Science Based Hacks for Starting an Exercise Routine

Many of us know we should add exercise into our daily routine, yet most of us have a lot of excuses for why we don’t want to do it.  Lack of energy, time, money and confidence are frequent responses.  How can you get yourself to love exercise or at least like it?  How can you motivate yourself to get started exercising and how can you turn exercise into a habit?  Let the latest science motivate you!  Hint… it’s not as hard as you think.

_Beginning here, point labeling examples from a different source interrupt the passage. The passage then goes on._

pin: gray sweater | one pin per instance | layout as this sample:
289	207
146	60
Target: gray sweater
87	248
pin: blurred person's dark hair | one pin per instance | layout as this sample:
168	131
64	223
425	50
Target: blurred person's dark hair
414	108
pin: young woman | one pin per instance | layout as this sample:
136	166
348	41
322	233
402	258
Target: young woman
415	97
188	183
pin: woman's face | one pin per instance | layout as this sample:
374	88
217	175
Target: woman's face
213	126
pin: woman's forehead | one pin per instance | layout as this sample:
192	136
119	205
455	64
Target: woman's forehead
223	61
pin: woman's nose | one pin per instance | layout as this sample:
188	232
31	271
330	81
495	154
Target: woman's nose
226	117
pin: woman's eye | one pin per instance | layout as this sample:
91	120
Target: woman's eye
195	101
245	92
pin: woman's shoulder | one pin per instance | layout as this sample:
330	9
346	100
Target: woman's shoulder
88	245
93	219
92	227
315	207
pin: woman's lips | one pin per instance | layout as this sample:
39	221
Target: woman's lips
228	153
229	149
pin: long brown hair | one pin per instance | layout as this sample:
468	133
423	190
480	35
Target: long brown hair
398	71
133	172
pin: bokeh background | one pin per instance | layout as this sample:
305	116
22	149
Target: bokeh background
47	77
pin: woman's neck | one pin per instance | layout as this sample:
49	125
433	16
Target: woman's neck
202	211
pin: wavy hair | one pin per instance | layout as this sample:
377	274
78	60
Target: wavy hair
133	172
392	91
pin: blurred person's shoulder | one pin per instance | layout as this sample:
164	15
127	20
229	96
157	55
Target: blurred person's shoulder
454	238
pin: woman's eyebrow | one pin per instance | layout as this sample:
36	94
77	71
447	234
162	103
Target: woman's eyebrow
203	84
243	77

Exercise doesn’t have to be intense in order to get the benefits.  If you want to GET more exercise start by reframing what you think of exercise.  Many people have a lot of misconceptions about what exercises they have to do in order to receive the benefits.   Our culture often promotes the idea that we have to engage in rigorous uninterrupted exercise for at least 30 minutes to get the benefits.  The truth you don’t have to be a marathoner or a gym rat to get health benefits from exercise.  Very small bouts of exercise add up and small achievable movements are an essential part of building up fitness.  Think of initiating an exercise program like a ladder.  Starting as small as standing up and sitting down in your chair 10 times or even taking a 5-minute walk.  It helps to clear fat and sugar out of blood just by moving.  Then working up to three 10-minute bouts of physical activity.   These shorter bursts of exercise give you similar benefits as one longer bout of exercise and maybe more palatable.

The best way to stay motivated is to focus on the way exercise makes you feel.  When it comes to motivation research shows we should stop focusing on the end result.   Science tells us that for the majority of people exercising to improve health, avoid disease, or to lose weight are not very good motivators.   The reason why wanting to lose weight is a bad motivator is that it takes way too long to see any payoff.  The bottom line is that it is much easier to eat 600 calories having a muffin on the way to work than it is to burn 600calories through exercise.  So instead of focusing on that future beach body or the way you want to look at your reunion,  focus on all the immediate rewards you get from exercise. The immediate positive experience we get when we move is the most potent motivator for continuing to do it.

Instead of forcing yourself to do exercise that makes you feel bad or is not enjoyable, figure out what kind of exercise and exercise location that makes you feel good!  If you hate working out at the gym, then ride a bike in the park, take a walk with a friend, get an exercise video and weights to do at home or with a friend.  You should craft your physical movement so that we want to do it so that we are able to do it today, tomorrow and the rest of your life.

 

 

TAKEAWAYS WHEN IT COMES TO STARTING EXERCISING:

  1. Everything counts when it comes to movement, so chose to move at every opportunity you can and know that even short bouts of exercise have real measurable health benefits
  2. Think of exercise as a ladder.  Start small and build up.  The more you do, the more you can do!
  3. Motivate your exercise by feeling the immediate benefits
  4. Keep trying different things until you find a mode of exercise you really like.